A proposed class-action lawsuit by female police officers against several B.C. municipalities and police boards is back in the spotlight, with the key fight now about where their claims should be heard: in open court as a class action, or through labour arbitration as workplace disputes.
At a hearing in Vancouver on Monday, the officers and their lawyer told the B.C. Court of Appeal the allegations are about systemic discrimination and a “poisoned” policing culture, not the kind of issue that should be split into individual grievances under a collective agreement. Lawyers for the City of Surrey and the Surrey Police Board pushed back, arguing existing law says these claims belong before a labour arbitrator.
B.C. police class action heads to appeal
The lawsuit was filed in 2023 by current and former police officers. They allege harassment, bullying, and discrimination based on gender or sexual orientation while working in municipal policing in British Columbia. Several municipalities and police boards are named as defendants.

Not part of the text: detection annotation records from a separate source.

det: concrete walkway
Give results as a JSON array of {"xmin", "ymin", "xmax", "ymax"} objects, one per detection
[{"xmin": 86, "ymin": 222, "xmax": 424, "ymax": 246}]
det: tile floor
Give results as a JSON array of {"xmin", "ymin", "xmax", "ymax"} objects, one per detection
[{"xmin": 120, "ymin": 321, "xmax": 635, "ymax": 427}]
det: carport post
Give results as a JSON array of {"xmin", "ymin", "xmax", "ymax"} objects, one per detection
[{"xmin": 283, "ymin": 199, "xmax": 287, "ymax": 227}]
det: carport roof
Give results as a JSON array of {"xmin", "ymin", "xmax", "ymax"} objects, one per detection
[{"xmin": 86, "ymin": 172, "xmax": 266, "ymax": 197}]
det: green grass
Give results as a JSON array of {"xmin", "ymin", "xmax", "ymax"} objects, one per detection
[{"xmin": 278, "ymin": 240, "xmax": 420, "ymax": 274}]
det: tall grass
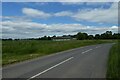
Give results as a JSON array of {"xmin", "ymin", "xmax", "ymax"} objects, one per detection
[
  {"xmin": 2, "ymin": 40, "xmax": 112, "ymax": 65},
  {"xmin": 107, "ymin": 41, "xmax": 120, "ymax": 80}
]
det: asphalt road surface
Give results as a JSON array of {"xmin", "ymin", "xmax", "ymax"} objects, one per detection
[{"xmin": 2, "ymin": 43, "xmax": 113, "ymax": 80}]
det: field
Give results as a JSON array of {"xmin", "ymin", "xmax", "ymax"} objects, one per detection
[
  {"xmin": 2, "ymin": 40, "xmax": 113, "ymax": 65},
  {"xmin": 107, "ymin": 41, "xmax": 120, "ymax": 80}
]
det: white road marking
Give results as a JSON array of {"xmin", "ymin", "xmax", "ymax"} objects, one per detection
[
  {"xmin": 27, "ymin": 57, "xmax": 74, "ymax": 80},
  {"xmin": 82, "ymin": 49, "xmax": 93, "ymax": 54}
]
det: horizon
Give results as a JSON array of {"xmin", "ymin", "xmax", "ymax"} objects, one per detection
[{"xmin": 1, "ymin": 2, "xmax": 118, "ymax": 38}]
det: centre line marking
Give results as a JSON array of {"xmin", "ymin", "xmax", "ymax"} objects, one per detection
[
  {"xmin": 82, "ymin": 49, "xmax": 92, "ymax": 54},
  {"xmin": 27, "ymin": 57, "xmax": 74, "ymax": 80}
]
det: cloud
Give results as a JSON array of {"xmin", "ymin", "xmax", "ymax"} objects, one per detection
[
  {"xmin": 54, "ymin": 11, "xmax": 73, "ymax": 16},
  {"xmin": 61, "ymin": 2, "xmax": 84, "ymax": 5},
  {"xmin": 22, "ymin": 8, "xmax": 51, "ymax": 19},
  {"xmin": 55, "ymin": 3, "xmax": 118, "ymax": 24},
  {"xmin": 0, "ymin": 21, "xmax": 118, "ymax": 38},
  {"xmin": 72, "ymin": 3, "xmax": 118, "ymax": 23}
]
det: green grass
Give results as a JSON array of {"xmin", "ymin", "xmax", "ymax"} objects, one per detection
[
  {"xmin": 107, "ymin": 41, "xmax": 120, "ymax": 79},
  {"xmin": 2, "ymin": 40, "xmax": 113, "ymax": 65}
]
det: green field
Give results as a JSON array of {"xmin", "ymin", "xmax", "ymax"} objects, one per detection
[
  {"xmin": 107, "ymin": 41, "xmax": 120, "ymax": 80},
  {"xmin": 2, "ymin": 40, "xmax": 113, "ymax": 65}
]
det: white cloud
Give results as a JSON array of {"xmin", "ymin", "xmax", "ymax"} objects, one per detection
[
  {"xmin": 54, "ymin": 11, "xmax": 73, "ymax": 16},
  {"xmin": 72, "ymin": 3, "xmax": 118, "ymax": 23},
  {"xmin": 55, "ymin": 3, "xmax": 118, "ymax": 24},
  {"xmin": 1, "ymin": 21, "xmax": 118, "ymax": 38},
  {"xmin": 22, "ymin": 8, "xmax": 51, "ymax": 18}
]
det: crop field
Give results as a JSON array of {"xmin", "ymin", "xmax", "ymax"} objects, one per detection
[{"xmin": 2, "ymin": 40, "xmax": 113, "ymax": 65}]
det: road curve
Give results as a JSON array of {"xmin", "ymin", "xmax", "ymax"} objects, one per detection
[{"xmin": 2, "ymin": 43, "xmax": 113, "ymax": 80}]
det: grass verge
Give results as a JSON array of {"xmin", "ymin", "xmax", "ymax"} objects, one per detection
[
  {"xmin": 106, "ymin": 41, "xmax": 120, "ymax": 80},
  {"xmin": 2, "ymin": 40, "xmax": 113, "ymax": 66}
]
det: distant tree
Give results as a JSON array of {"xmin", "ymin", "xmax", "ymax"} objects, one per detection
[
  {"xmin": 77, "ymin": 32, "xmax": 88, "ymax": 40},
  {"xmin": 95, "ymin": 34, "xmax": 100, "ymax": 39}
]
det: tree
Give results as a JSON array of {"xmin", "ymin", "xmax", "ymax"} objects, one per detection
[
  {"xmin": 77, "ymin": 32, "xmax": 88, "ymax": 40},
  {"xmin": 95, "ymin": 34, "xmax": 100, "ymax": 39}
]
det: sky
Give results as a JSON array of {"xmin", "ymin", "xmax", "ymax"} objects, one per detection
[{"xmin": 0, "ymin": 2, "xmax": 118, "ymax": 38}]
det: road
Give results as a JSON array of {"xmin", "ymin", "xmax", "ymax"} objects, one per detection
[{"xmin": 2, "ymin": 43, "xmax": 113, "ymax": 80}]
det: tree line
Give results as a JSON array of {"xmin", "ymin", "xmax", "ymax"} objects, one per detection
[{"xmin": 2, "ymin": 31, "xmax": 120, "ymax": 41}]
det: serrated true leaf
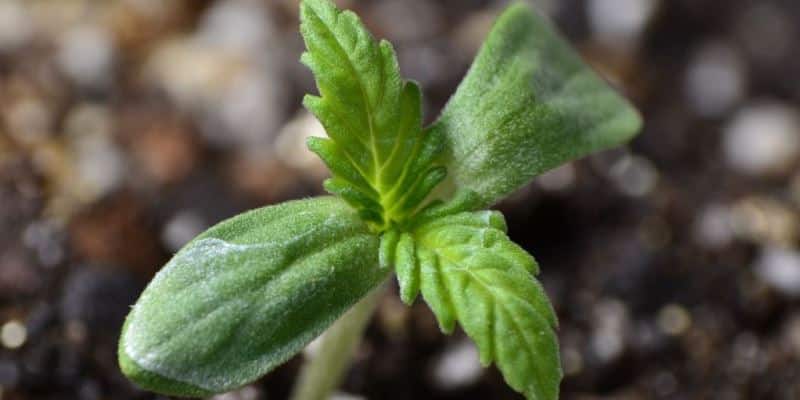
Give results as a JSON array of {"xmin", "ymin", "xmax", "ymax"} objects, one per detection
[
  {"xmin": 300, "ymin": 0, "xmax": 445, "ymax": 230},
  {"xmin": 119, "ymin": 197, "xmax": 388, "ymax": 396},
  {"xmin": 394, "ymin": 211, "xmax": 562, "ymax": 400},
  {"xmin": 429, "ymin": 3, "xmax": 641, "ymax": 206}
]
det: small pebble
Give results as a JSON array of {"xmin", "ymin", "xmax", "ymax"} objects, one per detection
[
  {"xmin": 433, "ymin": 339, "xmax": 483, "ymax": 390},
  {"xmin": 723, "ymin": 103, "xmax": 800, "ymax": 176},
  {"xmin": 686, "ymin": 42, "xmax": 747, "ymax": 117},
  {"xmin": 275, "ymin": 111, "xmax": 328, "ymax": 179},
  {"xmin": 586, "ymin": 0, "xmax": 658, "ymax": 50},
  {"xmin": 57, "ymin": 25, "xmax": 115, "ymax": 89},
  {"xmin": 754, "ymin": 247, "xmax": 800, "ymax": 297},
  {"xmin": 0, "ymin": 320, "xmax": 28, "ymax": 350}
]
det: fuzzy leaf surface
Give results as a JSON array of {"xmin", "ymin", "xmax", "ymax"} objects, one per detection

The case has not been certified as a class proceeding, meaning the court has not yet approved it to proceed on behalf of a broader group. But the appeal matters because it could determine whether major parts of the claim can even be heard in B.C. Supreme Court.
A three-judge panel heard arguments Monday and reserved its decision. There is no date yet for when the ruling will be released.
Female officers allege systemic harassment in policing
The plaintiffs’ lawyer, Kyle Bienvenu, told the Court of Appeal the case is aimed at what he described as a system that has “permitted, perpetuated and failed to remedy sexual discrimination against women in municipal policing.”
His argument to the judges was blunt: treating this as a set of individual workplace complaints misses the nature of what the plaintiffs say happened across multiple departments. He argued the lower court wrongly “fragmented” the dispute by viewing it mainly as a set of working-condition issues, comparing that approach to treating the case like a fight over “parking spaces, overtime pay or retirement benefits.”
Bienvenu told the court the women are not suing because they were denied employment entitlements. They’re alleging widespread, repeated misconduct and retaliation that, in their view, reflects a broader culture problem that can’t be fixed by one-off arbitration decisions.
He also argued the claim targets a “system of institutions of overlapping levels of government” that failed to stop discrimination, bullying, harassment and retaliation in municipal police forces.
Surrey argues labour arbitration, not courts
The City of Surrey and the Surrey Police Board are among the defendants. Their lawyer, Jill Yates, told the appeal panel that “binding” law already puts these kinds of claims in front of a labour arbitrator when they arise under a collective agreement.
Yates said the plaintiffs have other formal avenues as well, including filing human rights complaints, using B.C.’s workers’ compensation regime, or pursuing grievances through their unions. In her view, the class action is an attempt to sidestep the province’s labour-law framework.
She argued there is no real jurisdictional puzzle here, and that even if there were concerns about safe working conditions that an arbitrator could not address, workers’ compensation could handle them. Either way, she said, the matters should not return to provincial superior court.
Plaintiffs say other systems don’t protect them
Some plaintiffs and prospective class members attended the hearing, underscoring that this isn’t just a legal argument happening on paper.
Cheryl Weeks, a plaintiff and former Vancouver police officer, said she and others were “astounded” their sexual harassment claims are being legally compared to disputes like pension plan issues. She also questioned whether arbitration, workers’ compensation, or internal processes would offer meaningful protection for women who say they were victimized on the job.
Weeks said some have tried to go through their unions, but argued internal systems can be compromised when decision-makers come from within policing. She warned that even if someone “wins” in a process like arbitration, it may not fix the day-to-day reality of continuing to work around alleged harassers, including the possibility that those people could remain in the workplace or even become supervisors.
The Court of Appeal’s decision will shape whether the lawsuit can move forward as a collective court case, or whether the women will be pushed toward individual proceedings through labour and related systems.